Significantly, the report also acknowledges that the Mueller team’s efforts to obtain sufficient admissible proof were stymied by those they investigated. The report, without naming names, states that “some individuals invoked their Fifth Amendment right against compelled self-incrimination and were not, in the Office’s judgment, appropriate candidates for grants of immunity.” This sounds like prosecutor speak for individuals too important to justify immunity. The report also states that “some of the individuals we interviewed or whose conduct we investigated — including some associated with the Trump campaign — deleted relevant communications or communicated during the relevant period using applications that feature encryption or that do not provide for long-term retention of data or communications records.”

Of course, Mueller was also operating at a disadvantage since many relevant witnesses and documents were in Russia and beyond the team’s reach. This means that on top of uncooperative witnesses and obstruction efforts, there is plenty of evidence that was most likely never collected. Thus, the report concluded that “the Office cannot rule out the possibility that the unavailable information would shed additional light on (or cast in a new light) the events described in the report.”

On Wednesday, the House Judiciary Committee has the opportunity to potentially uncover additional facts, especially if its members focus on these areas of the report that have mostly evaded public scrutiny so far. As a Democratic staffer on the Judiciary Committee told NBC News: "There is truly shocking evidence of criminal misconduct by the president — not once but again and again and again — that would result in any other American being criminally charged in a multiple count indictment."

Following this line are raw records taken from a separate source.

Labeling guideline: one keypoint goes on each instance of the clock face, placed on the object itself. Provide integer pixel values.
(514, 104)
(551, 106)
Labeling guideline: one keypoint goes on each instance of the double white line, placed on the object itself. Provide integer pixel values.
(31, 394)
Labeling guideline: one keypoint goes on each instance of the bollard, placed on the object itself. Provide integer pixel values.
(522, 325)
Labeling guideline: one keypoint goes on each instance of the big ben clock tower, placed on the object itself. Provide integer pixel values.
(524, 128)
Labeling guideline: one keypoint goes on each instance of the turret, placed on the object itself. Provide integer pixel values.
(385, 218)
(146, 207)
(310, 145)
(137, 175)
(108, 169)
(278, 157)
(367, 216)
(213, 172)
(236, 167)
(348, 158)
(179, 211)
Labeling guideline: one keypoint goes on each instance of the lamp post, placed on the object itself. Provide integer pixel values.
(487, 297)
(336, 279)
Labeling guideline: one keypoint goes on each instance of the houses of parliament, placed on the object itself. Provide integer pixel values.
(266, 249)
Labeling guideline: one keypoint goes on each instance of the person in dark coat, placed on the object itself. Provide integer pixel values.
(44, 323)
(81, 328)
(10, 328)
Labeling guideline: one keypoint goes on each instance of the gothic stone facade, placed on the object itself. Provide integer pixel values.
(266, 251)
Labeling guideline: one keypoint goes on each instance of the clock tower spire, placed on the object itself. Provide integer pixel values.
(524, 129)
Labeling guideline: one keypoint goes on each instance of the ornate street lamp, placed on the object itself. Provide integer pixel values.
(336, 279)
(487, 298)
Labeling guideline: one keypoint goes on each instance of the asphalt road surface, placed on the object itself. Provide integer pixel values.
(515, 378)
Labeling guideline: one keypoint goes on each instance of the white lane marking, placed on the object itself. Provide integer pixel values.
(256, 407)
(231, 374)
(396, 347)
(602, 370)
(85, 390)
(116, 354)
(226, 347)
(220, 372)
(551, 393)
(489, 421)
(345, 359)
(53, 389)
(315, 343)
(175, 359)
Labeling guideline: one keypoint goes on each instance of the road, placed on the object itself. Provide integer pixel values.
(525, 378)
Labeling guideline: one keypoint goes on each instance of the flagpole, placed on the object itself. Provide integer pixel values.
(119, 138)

The bottom line is that no one should assume that the investigation into Russian interference is behind us. Mueller provided a wealth of documentation that shows time and time again there very well could have been criminal activity involving Americans — he just could not prove it beyond a reasonable doubt. That is a necessary legal standard to convict an individual of a criminal statute, but it is not the one that needs to be used when evaluating the extent of corruption currently afflicting the Trump administration.